私たちは会話がない状態で探索を続けました。1時間後、シン様が反応を感知し、その場所へと向かいました。
そこに向かうと、一体の熊がいました。
名前はグラスベア。グアラガラ平原特有の魔物だそうです。私たちは早速その個体の討伐を始めました。
シン様が魔術で相手を翻弄し、私が切り込んでいく。特殊個体とはいえ、所詮は魔物。知性のない、ただの獣です。私たちはそれ相手に確実にダメージを増やしていきました。
そしてグラスベアが満身創痍となり、あと一撃で倒せると言ったところでグラスベアが予想もしない行動に出ました。

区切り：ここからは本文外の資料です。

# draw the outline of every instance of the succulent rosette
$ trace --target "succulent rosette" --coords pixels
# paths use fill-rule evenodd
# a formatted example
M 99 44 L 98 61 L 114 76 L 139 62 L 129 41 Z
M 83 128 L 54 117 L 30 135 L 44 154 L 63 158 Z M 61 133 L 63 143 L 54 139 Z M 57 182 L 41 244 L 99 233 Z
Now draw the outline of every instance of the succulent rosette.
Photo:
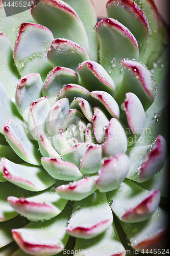
M 90 0 L 8 17 L 0 3 L 0 254 L 166 248 L 169 35 L 153 1 L 109 0 L 99 22 Z

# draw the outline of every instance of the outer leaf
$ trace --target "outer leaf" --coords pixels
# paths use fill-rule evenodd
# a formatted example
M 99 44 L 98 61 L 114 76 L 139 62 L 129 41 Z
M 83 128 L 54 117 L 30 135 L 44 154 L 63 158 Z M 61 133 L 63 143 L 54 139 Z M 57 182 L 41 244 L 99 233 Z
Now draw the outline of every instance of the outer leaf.
M 16 92 L 16 103 L 22 116 L 24 112 L 29 108 L 30 104 L 41 96 L 42 88 L 41 78 L 37 73 L 28 75 L 19 80 Z M 27 121 L 28 117 L 25 119 Z
M 150 217 L 157 209 L 160 199 L 158 189 L 146 190 L 128 180 L 125 180 L 107 196 L 113 201 L 111 208 L 119 219 L 131 223 L 143 221 Z
M 46 96 L 48 101 L 52 101 L 53 103 L 53 99 L 51 100 L 51 98 L 53 99 L 53 97 L 55 97 L 56 99 L 56 96 L 63 86 L 69 82 L 78 83 L 78 75 L 71 69 L 55 67 L 45 80 L 42 91 L 43 95 Z
M 137 41 L 130 30 L 113 18 L 105 18 L 98 23 L 95 29 L 100 45 L 100 63 L 109 73 L 116 89 L 123 77 L 122 59 L 138 60 Z
M 55 180 L 42 166 L 16 164 L 3 158 L 2 168 L 7 180 L 19 187 L 31 191 L 41 191 L 54 184 Z
M 67 232 L 71 236 L 89 239 L 104 232 L 111 224 L 113 216 L 106 195 L 99 191 L 75 202 Z
M 167 220 L 167 212 L 159 207 L 144 221 L 134 224 L 120 222 L 132 248 L 139 251 L 148 249 L 150 251 L 166 245 Z
M 40 130 L 46 133 L 46 121 L 50 110 L 46 96 L 42 97 L 30 104 L 29 126 L 30 133 L 36 140 Z
M 11 233 L 11 229 L 14 227 L 17 228 L 23 227 L 29 222 L 27 219 L 20 216 L 16 216 L 7 222 L 4 222 L 0 223 L 0 248 L 11 243 L 14 239 Z M 0 251 L 1 252 L 1 251 Z
M 9 204 L 22 216 L 34 221 L 48 220 L 58 215 L 64 209 L 67 200 L 62 199 L 55 193 L 58 181 L 47 189 L 35 194 L 29 198 L 10 196 Z
M 79 64 L 77 70 L 84 87 L 90 91 L 97 89 L 105 91 L 115 97 L 115 86 L 113 80 L 99 63 L 88 60 L 84 61 Z M 91 84 L 93 85 L 92 88 Z
M 8 181 L 5 182 L 5 184 L 3 182 L 0 183 L 0 222 L 10 220 L 18 214 L 8 203 L 7 197 L 8 196 L 12 195 L 15 197 L 27 197 L 34 194 Z
M 69 162 L 42 157 L 41 163 L 47 173 L 55 179 L 74 180 L 82 177 L 78 167 Z
M 10 118 L 13 118 L 19 124 L 23 125 L 21 117 L 18 113 L 15 104 L 10 99 L 1 81 L 0 109 L 3 109 L 3 111 L 1 111 L 0 115 L 0 133 L 4 134 L 4 124 Z
M 84 174 L 94 174 L 102 166 L 102 146 L 97 144 L 88 147 L 80 165 L 80 170 Z
M 90 93 L 90 95 L 99 100 L 112 117 L 119 118 L 120 110 L 117 103 L 109 93 L 101 91 L 93 91 Z
M 56 192 L 65 199 L 81 200 L 96 190 L 95 178 L 86 177 L 71 184 L 62 185 L 56 188 Z
M 139 58 L 148 45 L 149 26 L 144 12 L 133 0 L 110 0 L 106 5 L 108 17 L 114 18 L 127 27 L 136 39 Z
M 75 72 L 79 63 L 89 59 L 87 53 L 79 45 L 64 38 L 53 41 L 47 56 L 53 66 L 70 68 Z
M 117 188 L 126 177 L 130 166 L 128 157 L 120 153 L 102 162 L 96 186 L 101 192 L 108 192 Z
M 128 140 L 125 128 L 116 118 L 112 118 L 105 130 L 106 139 L 103 146 L 105 156 L 115 156 L 120 153 L 126 153 Z
M 23 23 L 17 35 L 14 60 L 21 76 L 39 73 L 43 80 L 52 67 L 45 58 L 46 48 L 54 39 L 52 33 L 45 27 L 34 23 Z
M 19 74 L 14 66 L 11 42 L 2 33 L 0 33 L 0 81 L 4 85 L 9 96 L 14 99 Z
M 120 105 L 125 98 L 126 93 L 133 93 L 139 98 L 146 111 L 155 97 L 152 75 L 144 66 L 137 61 L 123 59 L 122 63 L 124 77 L 117 91 L 116 100 Z
M 42 223 L 32 222 L 22 228 L 12 230 L 15 241 L 31 255 L 54 255 L 64 249 L 68 239 L 65 228 L 70 212 L 66 207 L 62 213 Z
M 113 223 L 105 232 L 95 238 L 88 240 L 77 238 L 75 250 L 77 254 L 83 256 L 87 256 L 89 251 L 97 252 L 99 255 L 105 253 L 108 256 L 126 255 Z
M 48 28 L 55 38 L 71 40 L 89 52 L 85 28 L 72 8 L 60 0 L 43 0 L 39 4 L 31 9 L 31 14 L 38 23 Z
M 65 0 L 76 11 L 83 23 L 87 32 L 90 46 L 90 59 L 97 61 L 98 59 L 99 42 L 93 29 L 94 24 L 97 22 L 96 14 L 91 0 Z
M 40 154 L 37 145 L 27 137 L 24 129 L 12 119 L 5 124 L 4 135 L 15 152 L 24 161 L 39 165 Z

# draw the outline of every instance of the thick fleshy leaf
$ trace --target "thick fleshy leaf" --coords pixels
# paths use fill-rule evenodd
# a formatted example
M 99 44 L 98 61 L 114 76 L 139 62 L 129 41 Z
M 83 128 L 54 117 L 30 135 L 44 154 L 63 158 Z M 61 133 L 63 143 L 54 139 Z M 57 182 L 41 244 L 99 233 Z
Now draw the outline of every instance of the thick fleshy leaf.
M 19 187 L 31 191 L 41 191 L 55 182 L 42 166 L 34 166 L 29 164 L 17 164 L 6 158 L 2 159 L 4 177 Z
M 113 18 L 98 23 L 95 30 L 100 45 L 100 63 L 112 78 L 116 89 L 123 78 L 120 66 L 122 59 L 138 60 L 137 41 L 130 30 Z
M 126 112 L 127 120 L 133 134 L 139 137 L 143 131 L 146 119 L 140 100 L 134 93 L 127 93 L 122 107 Z
M 43 157 L 55 157 L 60 159 L 60 155 L 53 147 L 43 131 L 38 133 L 38 142 L 41 154 Z
M 71 7 L 60 0 L 43 0 L 39 4 L 31 9 L 31 14 L 38 23 L 48 28 L 55 38 L 65 38 L 74 41 L 89 52 L 86 30 Z
M 69 148 L 63 150 L 61 151 L 62 158 L 64 161 L 68 161 L 79 166 L 81 160 L 90 145 L 95 146 L 93 143 L 81 143 Z
M 5 124 L 4 135 L 12 148 L 22 159 L 35 165 L 40 164 L 41 154 L 37 145 L 28 139 L 23 127 L 10 119 Z
M 99 190 L 101 192 L 108 192 L 117 188 L 126 177 L 129 166 L 128 157 L 123 153 L 104 160 L 96 182 Z
M 99 100 L 112 117 L 119 118 L 120 110 L 118 104 L 109 93 L 101 91 L 93 91 L 90 93 L 90 95 Z
M 114 223 L 102 234 L 90 239 L 77 238 L 75 250 L 78 255 L 87 256 L 89 251 L 107 256 L 125 256 L 125 249 L 118 237 Z
M 158 189 L 145 190 L 128 180 L 107 194 L 112 201 L 111 208 L 125 222 L 138 222 L 147 220 L 157 209 L 160 200 Z
M 102 145 L 90 145 L 88 147 L 80 165 L 80 170 L 84 174 L 94 174 L 102 166 Z
M 51 255 L 61 251 L 69 236 L 65 227 L 70 212 L 67 206 L 58 216 L 50 220 L 31 222 L 22 228 L 14 229 L 12 235 L 25 252 L 34 255 Z
M 126 93 L 131 92 L 139 98 L 146 111 L 155 97 L 155 81 L 151 73 L 145 66 L 137 61 L 124 59 L 122 65 L 124 76 L 116 92 L 116 101 L 120 105 Z
M 30 104 L 42 96 L 42 85 L 41 76 L 37 73 L 21 77 L 18 82 L 16 92 L 16 104 L 22 116 L 25 111 L 28 109 L 23 117 L 27 121 Z
M 129 147 L 130 167 L 127 177 L 138 182 L 148 180 L 163 166 L 166 155 L 165 139 L 159 135 L 151 145 Z
M 80 62 L 79 62 L 80 63 Z M 92 89 L 105 91 L 115 97 L 115 86 L 112 79 L 99 63 L 92 61 L 79 64 L 77 70 L 80 74 L 82 84 L 89 91 Z
M 79 168 L 69 162 L 42 157 L 41 163 L 46 172 L 55 179 L 74 180 L 82 177 Z
M 15 104 L 11 100 L 6 91 L 3 84 L 0 81 L 0 109 L 3 109 L 0 115 L 0 133 L 4 134 L 4 124 L 10 118 L 23 126 L 22 118 L 20 116 Z
M 97 61 L 98 59 L 99 42 L 93 29 L 97 22 L 97 17 L 93 3 L 91 0 L 65 0 L 76 11 L 83 23 L 87 32 L 90 46 L 90 59 Z
M 75 98 L 70 104 L 70 108 L 72 109 L 79 108 L 89 122 L 92 122 L 93 109 L 87 100 L 82 98 Z
M 70 103 L 75 97 L 82 97 L 89 102 L 92 100 L 89 92 L 87 89 L 74 83 L 67 84 L 66 87 L 61 89 L 57 95 L 56 101 L 64 97 L 69 99 Z
M 87 53 L 82 47 L 72 41 L 64 38 L 55 39 L 52 42 L 48 48 L 47 56 L 53 67 L 70 68 L 75 72 L 79 63 L 89 59 Z
M 19 216 L 9 220 L 8 222 L 5 221 L 0 223 L 0 248 L 9 244 L 14 240 L 11 233 L 12 228 L 23 227 L 29 222 L 29 221 L 27 219 Z
M 14 60 L 19 74 L 39 73 L 43 80 L 52 66 L 45 58 L 46 49 L 54 40 L 52 33 L 42 25 L 23 23 L 17 35 Z
M 12 99 L 15 99 L 15 87 L 19 74 L 14 66 L 11 44 L 7 36 L 0 33 L 0 81 Z
M 60 90 L 69 82 L 78 83 L 79 77 L 76 73 L 70 69 L 55 67 L 45 80 L 43 95 L 46 96 L 48 101 L 50 101 L 53 105 Z
M 14 197 L 28 197 L 34 193 L 12 184 L 11 182 L 0 183 L 0 222 L 12 219 L 18 212 L 12 208 L 7 201 L 7 197 L 12 195 Z
M 106 230 L 112 221 L 106 195 L 97 191 L 82 200 L 75 201 L 66 231 L 73 237 L 89 239 Z
M 8 197 L 8 202 L 17 212 L 29 220 L 48 220 L 60 214 L 67 202 L 55 192 L 56 187 L 60 184 L 61 181 L 58 181 L 47 189 L 28 198 L 18 198 L 11 193 L 12 196 Z
M 109 119 L 100 108 L 94 108 L 92 117 L 93 131 L 96 140 L 102 143 L 105 139 L 105 130 L 109 124 Z
M 37 140 L 38 133 L 42 130 L 46 133 L 46 121 L 50 108 L 46 96 L 42 97 L 30 104 L 29 125 L 33 137 Z
M 67 98 L 57 101 L 50 109 L 46 119 L 46 127 L 50 135 L 60 133 L 62 122 L 69 109 L 69 101 Z
M 136 4 L 143 11 L 149 22 L 149 36 L 148 46 L 144 56 L 140 61 L 146 63 L 150 56 L 155 51 L 155 41 L 156 39 L 159 26 L 159 16 L 157 8 L 153 0 L 136 0 Z
M 136 223 L 120 221 L 124 230 L 135 250 L 160 249 L 166 244 L 168 214 L 159 207 L 148 220 Z
M 96 179 L 86 177 L 71 184 L 62 185 L 56 188 L 57 193 L 62 198 L 69 200 L 82 200 L 93 193 L 97 188 Z
M 106 5 L 108 17 L 122 23 L 134 35 L 139 46 L 139 58 L 148 45 L 149 26 L 144 12 L 132 0 L 109 1 Z
M 128 139 L 123 124 L 114 117 L 110 119 L 105 130 L 106 139 L 103 146 L 105 156 L 110 157 L 117 154 L 126 153 Z

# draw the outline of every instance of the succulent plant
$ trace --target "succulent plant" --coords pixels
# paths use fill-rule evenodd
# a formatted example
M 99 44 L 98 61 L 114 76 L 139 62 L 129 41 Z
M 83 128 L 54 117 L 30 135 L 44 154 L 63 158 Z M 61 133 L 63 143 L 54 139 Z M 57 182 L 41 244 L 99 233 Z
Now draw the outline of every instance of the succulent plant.
M 154 1 L 109 0 L 99 22 L 91 0 L 7 17 L 0 3 L 1 255 L 165 251 L 169 35 Z

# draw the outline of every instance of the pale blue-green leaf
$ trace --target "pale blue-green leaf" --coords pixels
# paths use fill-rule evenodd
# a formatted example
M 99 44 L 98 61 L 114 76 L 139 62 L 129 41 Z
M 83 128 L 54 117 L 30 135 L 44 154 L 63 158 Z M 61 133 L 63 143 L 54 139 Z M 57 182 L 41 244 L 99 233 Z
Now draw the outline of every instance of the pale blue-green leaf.
M 82 177 L 79 168 L 70 162 L 54 158 L 42 157 L 41 163 L 46 172 L 55 179 L 74 180 Z
M 10 118 L 13 119 L 19 124 L 23 126 L 21 117 L 17 110 L 15 104 L 9 98 L 1 81 L 0 109 L 2 110 L 0 115 L 0 133 L 4 134 L 4 124 Z
M 8 203 L 17 212 L 29 220 L 49 220 L 60 214 L 68 201 L 61 198 L 56 193 L 56 187 L 61 184 L 62 182 L 58 181 L 47 189 L 28 198 L 18 198 L 11 193 L 12 196 L 8 197 Z
M 106 194 L 99 191 L 75 201 L 66 231 L 73 237 L 89 239 L 105 231 L 113 222 Z
M 17 244 L 26 253 L 50 256 L 61 251 L 69 236 L 65 227 L 71 207 L 67 205 L 62 212 L 50 220 L 31 222 L 22 228 L 12 230 Z
M 40 165 L 41 155 L 34 140 L 30 140 L 25 129 L 13 121 L 9 120 L 4 128 L 5 137 L 13 151 L 26 162 Z
M 3 34 L 0 34 L 0 81 L 10 98 L 14 100 L 19 75 L 14 66 L 11 42 Z
M 64 38 L 55 39 L 52 42 L 47 56 L 53 67 L 70 68 L 75 72 L 77 72 L 79 63 L 90 59 L 87 53 L 81 46 Z
M 3 158 L 2 164 L 6 179 L 26 189 L 41 191 L 56 181 L 42 166 L 14 163 L 6 158 Z
M 95 27 L 100 45 L 100 62 L 112 78 L 116 89 L 123 78 L 122 59 L 138 60 L 137 41 L 130 30 L 114 19 L 104 19 Z
M 98 60 L 99 42 L 94 24 L 97 22 L 97 17 L 94 6 L 91 0 L 65 0 L 76 11 L 83 23 L 89 44 L 90 59 Z
M 39 4 L 31 9 L 31 14 L 38 23 L 50 29 L 55 38 L 71 40 L 89 52 L 86 31 L 80 17 L 71 7 L 60 0 L 42 0 Z
M 79 64 L 77 70 L 83 87 L 90 92 L 96 90 L 105 91 L 115 97 L 114 82 L 108 73 L 99 63 L 92 61 L 84 61 Z
M 34 23 L 23 23 L 15 41 L 14 60 L 20 75 L 39 73 L 43 81 L 53 67 L 45 58 L 46 49 L 54 40 L 45 27 Z

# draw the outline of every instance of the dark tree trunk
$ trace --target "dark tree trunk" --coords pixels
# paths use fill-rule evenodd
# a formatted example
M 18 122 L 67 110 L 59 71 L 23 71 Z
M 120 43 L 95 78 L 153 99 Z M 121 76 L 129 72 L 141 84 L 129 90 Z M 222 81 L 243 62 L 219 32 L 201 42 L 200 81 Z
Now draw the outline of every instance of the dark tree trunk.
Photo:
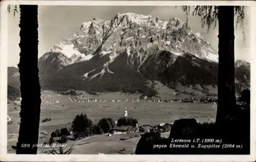
M 221 124 L 234 111 L 234 6 L 220 6 L 218 110 L 216 122 Z
M 36 154 L 41 105 L 38 78 L 37 6 L 20 5 L 19 36 L 22 98 L 16 154 Z

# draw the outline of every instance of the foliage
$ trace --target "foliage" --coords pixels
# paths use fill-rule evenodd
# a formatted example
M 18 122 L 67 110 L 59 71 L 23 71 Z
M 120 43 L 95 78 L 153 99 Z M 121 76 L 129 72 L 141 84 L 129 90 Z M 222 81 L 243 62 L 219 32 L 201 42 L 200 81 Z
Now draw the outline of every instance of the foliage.
M 117 125 L 121 126 L 122 125 L 130 125 L 133 127 L 135 127 L 136 124 L 138 124 L 138 120 L 136 119 L 133 119 L 133 118 L 120 118 L 117 121 Z
M 66 136 L 63 135 L 61 136 L 60 140 L 55 141 L 53 138 L 51 138 L 49 140 L 49 144 L 50 144 L 50 148 L 47 148 L 48 150 L 48 153 L 52 154 L 70 154 L 71 153 L 73 150 L 74 143 L 72 144 L 72 146 L 69 148 L 66 148 L 65 146 L 67 145 L 67 143 L 68 142 L 68 140 Z M 53 144 L 56 144 L 57 145 L 62 145 L 61 147 L 55 147 L 53 146 Z
M 99 125 L 95 125 L 95 127 L 94 128 L 94 132 L 96 134 L 101 134 L 103 133 L 102 128 Z
M 51 118 L 45 118 L 44 119 L 44 120 L 42 120 L 42 122 L 48 122 L 48 121 L 50 121 L 51 120 Z
M 190 6 L 182 6 L 181 8 L 187 16 L 190 12 Z M 194 7 L 193 15 L 199 16 L 201 19 L 202 28 L 204 28 L 206 24 L 208 30 L 209 30 L 212 24 L 214 24 L 214 28 L 215 28 L 217 26 L 218 10 L 218 6 L 197 6 Z M 240 22 L 243 25 L 243 19 L 245 16 L 245 7 L 244 6 L 234 6 L 234 15 L 237 15 L 236 25 Z
M 109 122 L 110 122 L 110 124 L 111 124 L 111 128 L 113 129 L 114 128 L 114 127 L 115 126 L 115 125 L 116 124 L 115 120 L 114 120 L 112 118 L 108 118 L 106 119 Z
M 240 94 L 239 101 L 246 105 L 249 105 L 250 102 L 250 91 L 249 89 L 244 90 Z
M 79 138 L 93 134 L 95 125 L 93 121 L 87 117 L 87 115 L 81 114 L 76 116 L 72 122 L 71 127 L 74 136 Z
M 60 131 L 58 129 L 56 129 L 55 131 L 53 131 L 51 134 L 51 137 L 60 137 L 61 136 L 61 133 Z
M 110 121 L 106 118 L 100 119 L 97 125 L 102 128 L 103 132 L 104 133 L 109 132 L 112 128 Z

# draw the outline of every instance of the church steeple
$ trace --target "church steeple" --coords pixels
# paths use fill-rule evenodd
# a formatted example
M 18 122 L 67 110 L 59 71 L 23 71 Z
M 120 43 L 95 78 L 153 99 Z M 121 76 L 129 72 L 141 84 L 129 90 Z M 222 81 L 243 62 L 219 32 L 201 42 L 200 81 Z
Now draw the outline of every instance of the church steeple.
M 125 107 L 125 110 L 124 110 L 124 113 L 123 114 L 123 117 L 124 118 L 127 118 L 128 117 L 128 113 L 127 112 L 127 109 Z

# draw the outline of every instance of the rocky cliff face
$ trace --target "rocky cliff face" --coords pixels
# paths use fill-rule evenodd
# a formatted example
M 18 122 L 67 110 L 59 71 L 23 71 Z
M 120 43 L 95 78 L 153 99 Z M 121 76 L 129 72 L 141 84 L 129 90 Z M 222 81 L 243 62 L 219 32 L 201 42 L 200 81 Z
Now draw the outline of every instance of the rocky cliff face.
M 217 51 L 178 18 L 128 13 L 83 23 L 38 63 L 43 88 L 134 91 L 146 89 L 148 79 L 216 85 L 218 61 Z

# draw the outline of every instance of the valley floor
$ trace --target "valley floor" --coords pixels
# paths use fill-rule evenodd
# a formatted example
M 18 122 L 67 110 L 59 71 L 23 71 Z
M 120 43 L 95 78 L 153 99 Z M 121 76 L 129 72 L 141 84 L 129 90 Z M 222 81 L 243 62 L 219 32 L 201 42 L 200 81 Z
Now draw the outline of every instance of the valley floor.
M 216 105 L 200 103 L 111 101 L 113 99 L 135 99 L 139 97 L 139 94 L 127 95 L 113 93 L 103 94 L 99 96 L 86 95 L 88 98 L 98 100 L 104 99 L 107 101 L 71 102 L 70 96 L 46 91 L 42 92 L 43 99 L 41 106 L 39 144 L 48 141 L 50 133 L 56 129 L 70 127 L 76 114 L 81 113 L 87 114 L 97 123 L 102 118 L 118 119 L 123 116 L 124 109 L 126 107 L 129 116 L 137 119 L 139 125 L 155 125 L 161 123 L 173 123 L 175 120 L 181 118 L 195 118 L 198 122 L 200 123 L 214 122 L 217 112 Z M 47 102 L 50 104 L 46 104 Z M 10 102 L 8 109 L 8 115 L 13 121 L 12 124 L 8 125 L 8 152 L 14 153 L 15 150 L 11 146 L 15 146 L 17 143 L 20 108 L 17 103 Z M 46 118 L 50 118 L 51 120 L 41 122 Z M 45 131 L 48 134 L 44 134 L 42 131 Z M 122 136 L 127 136 L 132 137 L 126 140 L 120 140 Z M 72 153 L 131 154 L 134 152 L 140 138 L 139 134 L 136 133 L 115 134 L 111 137 L 106 135 L 95 136 L 83 141 L 76 142 Z M 44 149 L 39 148 L 38 151 L 43 151 Z

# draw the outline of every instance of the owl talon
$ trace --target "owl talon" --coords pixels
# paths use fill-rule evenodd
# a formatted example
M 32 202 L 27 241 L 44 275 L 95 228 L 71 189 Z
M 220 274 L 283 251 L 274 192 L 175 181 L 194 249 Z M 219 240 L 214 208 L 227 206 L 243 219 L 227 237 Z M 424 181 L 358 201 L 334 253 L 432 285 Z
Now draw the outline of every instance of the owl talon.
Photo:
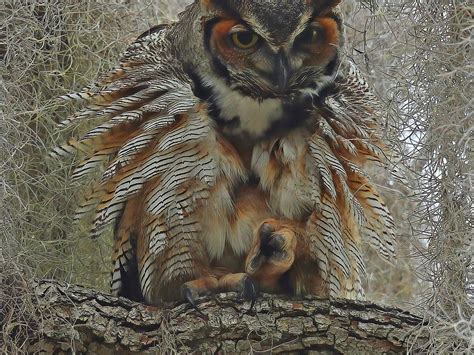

その獣は大声で私に向かって叫びました。それだけならまだ良かったのですが、その鳴き声にはある効果がありました。
────微弱の
それは微弱故に普通ならあまり効果はありません。しかし、もし心が衰退しきっていたら?心が限界だったら?
答えは簡単です。それを浴びた私は精神を、自分の人格を破壊されました。
その後シン様がすぐに倒してくれたそうですが、その時の私はまるで死んだようだったそうです。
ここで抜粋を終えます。